Purpose: To evaluate the prevalence of BRCA1 and BRCA2 mutations and associations with clinical correlates of disease in a population-based series of ovarian cancer cases from Denmark.
Methods: DNA sequencing and multiplex ligation-dependent probe amplification analysis were used to analyze the BRCA1 and BRCA2 genes for coding sequence mutations and large genomic rearrangements in 445 confirmed cases of ovarian cancer. We evaluated associations between mutation status and clinical characteristics, including cancer risks for first-degree relatives and clinicopathologic features of tumors.

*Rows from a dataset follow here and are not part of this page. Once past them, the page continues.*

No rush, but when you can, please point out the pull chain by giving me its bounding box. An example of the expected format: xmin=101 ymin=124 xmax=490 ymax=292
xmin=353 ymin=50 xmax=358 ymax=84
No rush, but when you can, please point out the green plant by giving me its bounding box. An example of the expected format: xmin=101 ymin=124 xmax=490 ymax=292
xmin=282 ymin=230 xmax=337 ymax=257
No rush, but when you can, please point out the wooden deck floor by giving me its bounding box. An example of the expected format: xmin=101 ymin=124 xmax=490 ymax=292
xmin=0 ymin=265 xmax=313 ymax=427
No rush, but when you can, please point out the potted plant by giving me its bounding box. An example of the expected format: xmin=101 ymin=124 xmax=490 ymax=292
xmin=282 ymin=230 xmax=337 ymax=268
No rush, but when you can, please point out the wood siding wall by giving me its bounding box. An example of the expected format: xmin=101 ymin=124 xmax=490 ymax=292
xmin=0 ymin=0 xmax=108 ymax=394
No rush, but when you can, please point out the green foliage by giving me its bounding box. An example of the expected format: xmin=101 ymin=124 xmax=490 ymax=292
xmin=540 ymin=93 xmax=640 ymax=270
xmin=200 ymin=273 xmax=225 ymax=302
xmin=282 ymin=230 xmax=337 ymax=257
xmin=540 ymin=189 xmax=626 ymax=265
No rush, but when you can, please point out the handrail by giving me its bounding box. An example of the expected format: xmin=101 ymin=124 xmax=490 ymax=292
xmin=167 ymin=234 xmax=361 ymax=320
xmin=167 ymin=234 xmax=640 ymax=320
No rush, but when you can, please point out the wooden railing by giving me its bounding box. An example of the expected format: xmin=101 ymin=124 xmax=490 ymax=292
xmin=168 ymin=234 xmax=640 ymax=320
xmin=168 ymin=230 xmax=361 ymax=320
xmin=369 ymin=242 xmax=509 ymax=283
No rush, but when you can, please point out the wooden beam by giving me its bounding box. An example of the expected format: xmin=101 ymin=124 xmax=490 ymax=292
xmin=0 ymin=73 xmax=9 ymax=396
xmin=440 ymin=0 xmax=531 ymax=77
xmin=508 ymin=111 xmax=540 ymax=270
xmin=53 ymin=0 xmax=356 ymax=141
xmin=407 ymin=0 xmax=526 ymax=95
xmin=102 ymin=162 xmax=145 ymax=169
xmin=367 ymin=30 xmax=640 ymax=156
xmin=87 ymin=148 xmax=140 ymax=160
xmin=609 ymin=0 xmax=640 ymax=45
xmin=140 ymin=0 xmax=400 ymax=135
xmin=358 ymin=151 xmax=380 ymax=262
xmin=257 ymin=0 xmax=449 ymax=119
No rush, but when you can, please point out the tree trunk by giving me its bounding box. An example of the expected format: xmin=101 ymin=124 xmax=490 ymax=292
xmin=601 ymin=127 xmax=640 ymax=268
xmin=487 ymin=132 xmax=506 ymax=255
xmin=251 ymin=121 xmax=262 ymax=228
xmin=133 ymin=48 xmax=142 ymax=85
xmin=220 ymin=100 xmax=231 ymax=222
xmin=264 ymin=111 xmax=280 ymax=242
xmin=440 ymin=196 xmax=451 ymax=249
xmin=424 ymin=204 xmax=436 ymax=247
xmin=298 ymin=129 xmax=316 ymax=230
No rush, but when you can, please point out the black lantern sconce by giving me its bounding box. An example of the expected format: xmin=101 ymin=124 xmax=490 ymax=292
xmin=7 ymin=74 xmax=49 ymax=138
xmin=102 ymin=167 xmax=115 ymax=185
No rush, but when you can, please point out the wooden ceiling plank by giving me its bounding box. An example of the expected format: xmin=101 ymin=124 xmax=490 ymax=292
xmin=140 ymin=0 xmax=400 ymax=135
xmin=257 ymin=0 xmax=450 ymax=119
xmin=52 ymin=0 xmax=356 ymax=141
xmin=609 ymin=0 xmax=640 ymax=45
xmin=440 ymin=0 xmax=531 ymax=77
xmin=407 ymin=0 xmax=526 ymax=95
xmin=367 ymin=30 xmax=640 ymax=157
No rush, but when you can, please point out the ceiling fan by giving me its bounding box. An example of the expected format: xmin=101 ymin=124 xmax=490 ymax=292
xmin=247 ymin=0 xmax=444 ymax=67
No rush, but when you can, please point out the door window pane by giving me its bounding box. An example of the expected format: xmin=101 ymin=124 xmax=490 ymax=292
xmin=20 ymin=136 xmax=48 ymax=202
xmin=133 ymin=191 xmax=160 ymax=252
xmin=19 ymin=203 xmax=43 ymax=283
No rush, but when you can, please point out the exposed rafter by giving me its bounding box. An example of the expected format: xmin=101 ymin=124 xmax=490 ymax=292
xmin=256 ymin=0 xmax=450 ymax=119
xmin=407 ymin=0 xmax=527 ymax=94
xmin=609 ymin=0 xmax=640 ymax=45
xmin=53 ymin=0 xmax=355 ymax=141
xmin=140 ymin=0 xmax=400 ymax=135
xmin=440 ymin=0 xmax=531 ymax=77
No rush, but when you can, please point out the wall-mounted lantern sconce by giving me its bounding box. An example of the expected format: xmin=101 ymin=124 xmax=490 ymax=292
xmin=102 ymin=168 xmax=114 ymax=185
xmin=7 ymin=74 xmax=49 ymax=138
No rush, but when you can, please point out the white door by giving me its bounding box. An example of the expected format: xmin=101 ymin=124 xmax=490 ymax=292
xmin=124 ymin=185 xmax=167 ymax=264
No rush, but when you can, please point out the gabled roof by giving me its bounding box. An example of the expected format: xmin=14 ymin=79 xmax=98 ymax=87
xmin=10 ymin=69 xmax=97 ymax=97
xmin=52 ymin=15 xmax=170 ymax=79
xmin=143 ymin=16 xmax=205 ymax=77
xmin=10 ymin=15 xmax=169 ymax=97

Results: Deleterious BRCA1 or BRCA2 mutations were identified in 26 cases; thus, mutations in these genes are responsible for at least 5.8% of ovarian cancer cases in this population. Five different mutations were identified in more than one individual, suggesting that they may be founder mutations in Denmark. We identified several differences between mutation carriers and noncarriers: mutation carriers were diagnosed at a significantly early age (median, 49 and 61 years, respectively; P = 0.0001); the frequency of BRCA1 mutation carriers was 23% for women diagnosed <40 years, 15% for 40 to 49 years, 4% for 50 to 59 years, and 2% for > or =60 years (P = 0.00002); ovarian cancer in carriers was diagnosed at a later stage (P = 0.002) and tumors were of poorer grade (P = 0.0001); and first-degree relatives of mutation carriers had greater relative risks of both ovarian cancer [10.6 (95% confidence interval, 4.2-26.6); P < 0.0001] and breast cancer <60 years [8.7 (95% confidence interval, 3.0-25.0); P < 0.0001].
Conclusion: These data may have a significant effect on risk assessment and clinical management of individuals from Denmark who are predisposed to ovarian cancer because they carry a BRCA1 or BRCA2 mutation.